The push for President Obama to grant administrative relief to DREAM Act students is still strong. Yesterday, an excellent article by Huffington Post’s Elise Foley highlighted the plight of undocumented youth who constantly face the threat of deportation.
Earlier last month, Foley sent out a request, via twitter, calling for stories of immigrants currently in deportation proceedings. Yesterday, her article told the story of two DREAMers, Dolon and Erick, who both await deferred action. The article is on point, and notes that these poster-children for the DREAM Act movement – the sort of people who aren’t “enforcement priorities” – have to “jump through hoops to stay in the United States.” And that’s not the end of their worries:
Even if undocumented young people are eventually granted deferred action and allowed to stay in the United States, the process costs thousands of dollars in legal fees and years of their lives– partially because Congress has failed to enact the DREAM Act or comprehensive immigration reform.

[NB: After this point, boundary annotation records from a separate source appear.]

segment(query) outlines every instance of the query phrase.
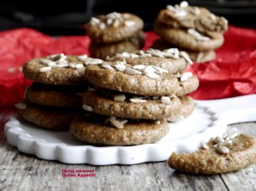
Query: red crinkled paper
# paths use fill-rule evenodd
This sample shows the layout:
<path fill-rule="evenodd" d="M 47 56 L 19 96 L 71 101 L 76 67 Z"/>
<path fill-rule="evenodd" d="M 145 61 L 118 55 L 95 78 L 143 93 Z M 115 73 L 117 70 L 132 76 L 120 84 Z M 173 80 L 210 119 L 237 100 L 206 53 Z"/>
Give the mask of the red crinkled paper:
<path fill-rule="evenodd" d="M 146 37 L 144 49 L 158 39 L 152 32 L 146 33 Z M 215 61 L 195 63 L 187 69 L 200 80 L 199 88 L 191 94 L 194 98 L 256 93 L 256 31 L 229 26 L 225 38 L 223 46 L 216 50 Z M 11 106 L 22 98 L 31 83 L 19 70 L 25 61 L 60 53 L 88 54 L 89 43 L 87 36 L 53 38 L 29 29 L 0 33 L 0 106 Z"/>

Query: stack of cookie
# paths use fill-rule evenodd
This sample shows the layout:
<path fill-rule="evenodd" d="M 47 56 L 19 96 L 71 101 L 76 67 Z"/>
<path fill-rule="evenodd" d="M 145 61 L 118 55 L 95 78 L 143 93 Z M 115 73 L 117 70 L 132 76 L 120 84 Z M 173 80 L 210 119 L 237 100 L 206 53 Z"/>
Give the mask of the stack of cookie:
<path fill-rule="evenodd" d="M 86 31 L 92 57 L 105 59 L 116 53 L 132 52 L 144 43 L 143 21 L 130 13 L 116 12 L 92 17 Z"/>
<path fill-rule="evenodd" d="M 16 104 L 20 116 L 44 128 L 68 129 L 73 118 L 82 113 L 81 93 L 87 90 L 85 68 L 102 62 L 86 55 L 63 54 L 28 61 L 23 72 L 35 82 L 24 100 Z"/>
<path fill-rule="evenodd" d="M 186 96 L 198 87 L 197 77 L 182 71 L 191 63 L 176 49 L 123 53 L 90 66 L 83 108 L 92 113 L 72 121 L 70 132 L 92 144 L 132 145 L 156 142 L 168 131 L 168 121 L 188 116 L 195 108 Z M 94 114 L 92 114 L 94 113 Z"/>
<path fill-rule="evenodd" d="M 160 39 L 153 47 L 162 50 L 179 47 L 194 61 L 209 61 L 215 57 L 214 49 L 223 44 L 227 29 L 224 17 L 182 1 L 180 5 L 168 5 L 159 13 L 154 30 Z"/>

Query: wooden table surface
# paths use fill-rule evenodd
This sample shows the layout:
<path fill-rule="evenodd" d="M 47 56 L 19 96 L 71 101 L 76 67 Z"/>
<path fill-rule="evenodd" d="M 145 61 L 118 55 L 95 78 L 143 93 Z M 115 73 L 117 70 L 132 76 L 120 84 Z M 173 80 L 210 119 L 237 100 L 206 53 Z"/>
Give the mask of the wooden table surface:
<path fill-rule="evenodd" d="M 194 176 L 176 172 L 165 162 L 96 166 L 41 160 L 7 144 L 3 125 L 12 112 L 6 113 L 0 109 L 0 190 L 256 190 L 255 164 L 228 174 Z M 256 122 L 229 128 L 256 138 Z M 96 175 L 63 178 L 62 169 L 94 170 Z"/>

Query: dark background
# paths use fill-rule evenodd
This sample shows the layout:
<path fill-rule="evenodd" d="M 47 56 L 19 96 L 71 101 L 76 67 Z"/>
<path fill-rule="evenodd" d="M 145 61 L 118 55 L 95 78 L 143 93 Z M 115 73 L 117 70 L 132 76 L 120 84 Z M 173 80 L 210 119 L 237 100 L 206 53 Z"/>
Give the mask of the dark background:
<path fill-rule="evenodd" d="M 152 29 L 160 9 L 181 1 L 84 0 L 55 4 L 37 1 L 0 6 L 0 31 L 29 27 L 51 35 L 84 35 L 84 24 L 92 16 L 113 11 L 130 12 L 144 21 L 144 30 Z M 226 17 L 231 25 L 256 28 L 256 1 L 188 1 Z"/>

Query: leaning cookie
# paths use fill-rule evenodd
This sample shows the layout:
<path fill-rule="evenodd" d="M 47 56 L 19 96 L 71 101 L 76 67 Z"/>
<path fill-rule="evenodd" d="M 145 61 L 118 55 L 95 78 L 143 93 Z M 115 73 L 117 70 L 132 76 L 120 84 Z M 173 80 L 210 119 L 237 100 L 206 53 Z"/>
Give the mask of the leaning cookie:
<path fill-rule="evenodd" d="M 83 142 L 124 146 L 156 142 L 168 133 L 168 126 L 164 119 L 137 121 L 93 114 L 74 119 L 70 131 Z"/>
<path fill-rule="evenodd" d="M 177 78 L 162 68 L 131 66 L 124 61 L 90 66 L 85 77 L 100 87 L 144 96 L 174 95 L 179 89 Z"/>
<path fill-rule="evenodd" d="M 43 107 L 25 102 L 15 104 L 18 113 L 25 120 L 49 130 L 68 129 L 71 120 L 79 115 L 74 110 Z"/>
<path fill-rule="evenodd" d="M 195 51 L 207 51 L 220 47 L 224 43 L 222 34 L 199 33 L 194 29 L 173 29 L 156 21 L 154 31 L 168 43 Z"/>
<path fill-rule="evenodd" d="M 167 43 L 162 39 L 158 39 L 154 41 L 152 45 L 152 49 L 158 49 L 160 51 L 164 51 L 166 49 L 175 48 L 175 45 Z M 177 47 L 178 48 L 178 47 Z M 180 51 L 184 51 L 188 53 L 191 61 L 197 62 L 198 63 L 208 62 L 213 61 L 216 57 L 216 53 L 213 50 L 209 50 L 206 51 L 193 51 L 185 49 L 178 48 Z"/>
<path fill-rule="evenodd" d="M 159 67 L 172 74 L 180 72 L 189 64 L 192 64 L 188 54 L 184 51 L 179 51 L 178 49 L 169 49 L 163 51 L 148 49 L 146 51 L 137 51 L 132 53 L 124 52 L 122 54 L 118 53 L 106 60 L 122 61 L 124 59 L 132 66 L 142 65 Z"/>
<path fill-rule="evenodd" d="M 131 37 L 143 28 L 142 20 L 131 13 L 116 12 L 92 17 L 86 31 L 92 41 L 98 43 L 118 42 Z"/>
<path fill-rule="evenodd" d="M 144 45 L 144 33 L 140 31 L 134 36 L 117 43 L 103 44 L 92 41 L 89 50 L 92 57 L 105 60 L 108 57 L 112 57 L 116 53 L 133 53 L 142 49 Z"/>
<path fill-rule="evenodd" d="M 34 59 L 23 67 L 25 77 L 37 83 L 51 85 L 84 85 L 85 67 L 103 62 L 102 60 L 63 54 Z"/>
<path fill-rule="evenodd" d="M 112 93 L 87 91 L 84 93 L 84 108 L 92 112 L 126 118 L 160 119 L 174 115 L 180 109 L 177 96 L 138 96 Z"/>
<path fill-rule="evenodd" d="M 81 108 L 82 93 L 87 89 L 86 86 L 50 86 L 34 83 L 27 87 L 25 99 L 44 106 Z"/>
<path fill-rule="evenodd" d="M 190 174 L 215 174 L 241 170 L 256 162 L 256 141 L 236 132 L 217 136 L 192 154 L 172 153 L 167 162 L 174 169 Z"/>

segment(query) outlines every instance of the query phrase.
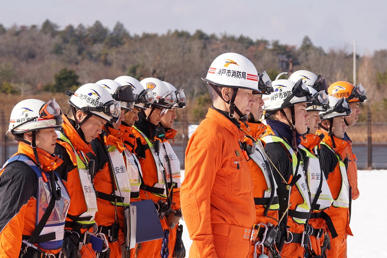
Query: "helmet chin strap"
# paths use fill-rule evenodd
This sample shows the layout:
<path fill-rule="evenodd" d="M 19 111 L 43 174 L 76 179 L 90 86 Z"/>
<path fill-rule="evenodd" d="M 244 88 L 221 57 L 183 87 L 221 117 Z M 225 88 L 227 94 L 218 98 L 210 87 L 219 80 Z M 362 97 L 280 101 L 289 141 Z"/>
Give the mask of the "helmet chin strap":
<path fill-rule="evenodd" d="M 328 131 L 328 135 L 330 137 L 330 140 L 332 141 L 332 147 L 333 147 L 333 150 L 335 151 L 336 152 L 337 150 L 337 148 L 336 148 L 336 144 L 335 143 L 335 139 L 333 138 L 334 135 L 333 134 L 333 131 L 332 130 L 332 128 L 333 128 L 333 118 L 331 118 L 329 119 L 329 130 Z"/>
<path fill-rule="evenodd" d="M 75 121 L 75 130 L 78 133 L 78 134 L 82 138 L 82 140 L 85 140 L 83 132 L 82 131 L 82 129 L 80 128 L 80 126 L 84 123 L 89 118 L 91 117 L 91 114 L 87 113 L 87 115 L 86 116 L 86 117 L 81 121 L 80 123 L 78 123 L 78 120 L 77 119 L 77 117 L 76 116 L 76 113 L 75 111 L 75 108 L 71 105 L 70 105 L 70 108 L 71 109 L 71 112 L 73 113 L 73 116 L 74 116 L 74 121 Z"/>
<path fill-rule="evenodd" d="M 238 89 L 236 88 L 233 88 L 233 95 L 231 96 L 231 99 L 230 101 L 227 101 L 224 99 L 224 98 L 223 97 L 223 96 L 222 96 L 222 92 L 221 92 L 220 91 L 216 86 L 212 84 L 210 84 L 210 85 L 212 87 L 212 89 L 215 91 L 217 94 L 218 96 L 220 97 L 226 103 L 228 103 L 230 105 L 230 112 L 228 113 L 228 116 L 230 118 L 233 118 L 235 117 L 235 115 L 234 114 L 234 112 L 236 113 L 236 114 L 238 115 L 240 118 L 239 118 L 239 121 L 242 122 L 245 124 L 245 125 L 247 128 L 247 130 L 248 131 L 250 130 L 250 128 L 248 127 L 248 125 L 247 125 L 247 115 L 244 115 L 243 113 L 241 112 L 239 109 L 235 105 L 235 98 L 236 97 L 236 94 L 238 92 Z"/>

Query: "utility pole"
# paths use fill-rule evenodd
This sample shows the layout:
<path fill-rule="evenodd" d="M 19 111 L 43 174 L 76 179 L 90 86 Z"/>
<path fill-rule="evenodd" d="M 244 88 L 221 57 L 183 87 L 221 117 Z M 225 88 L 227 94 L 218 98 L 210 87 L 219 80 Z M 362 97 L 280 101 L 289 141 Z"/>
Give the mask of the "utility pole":
<path fill-rule="evenodd" d="M 356 41 L 353 41 L 353 85 L 356 85 Z"/>

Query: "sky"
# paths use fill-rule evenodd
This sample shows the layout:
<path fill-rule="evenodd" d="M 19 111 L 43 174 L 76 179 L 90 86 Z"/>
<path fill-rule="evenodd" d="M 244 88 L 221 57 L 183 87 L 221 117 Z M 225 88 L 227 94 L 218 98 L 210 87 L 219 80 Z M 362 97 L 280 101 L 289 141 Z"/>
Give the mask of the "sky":
<path fill-rule="evenodd" d="M 345 49 L 373 55 L 387 48 L 387 1 L 369 0 L 17 0 L 3 1 L 0 24 L 41 26 L 46 19 L 62 29 L 99 20 L 117 21 L 132 34 L 201 29 L 208 34 L 243 34 L 299 46 L 305 36 L 325 51 Z"/>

Late last year, Congress failed to pass the DREAM Act, though it received majority votes in both the House and Senate. In the Senate, only three Republicans supported the legislation while five Democrats stingily opposed it. The bill fell five votes short of the 60-vote threshhold
While President Obama consistently argues that he can’t just bypass Congress to change the laws, that’s just not true. President Obama does have the executive power to end the pain of all DREAMers in America.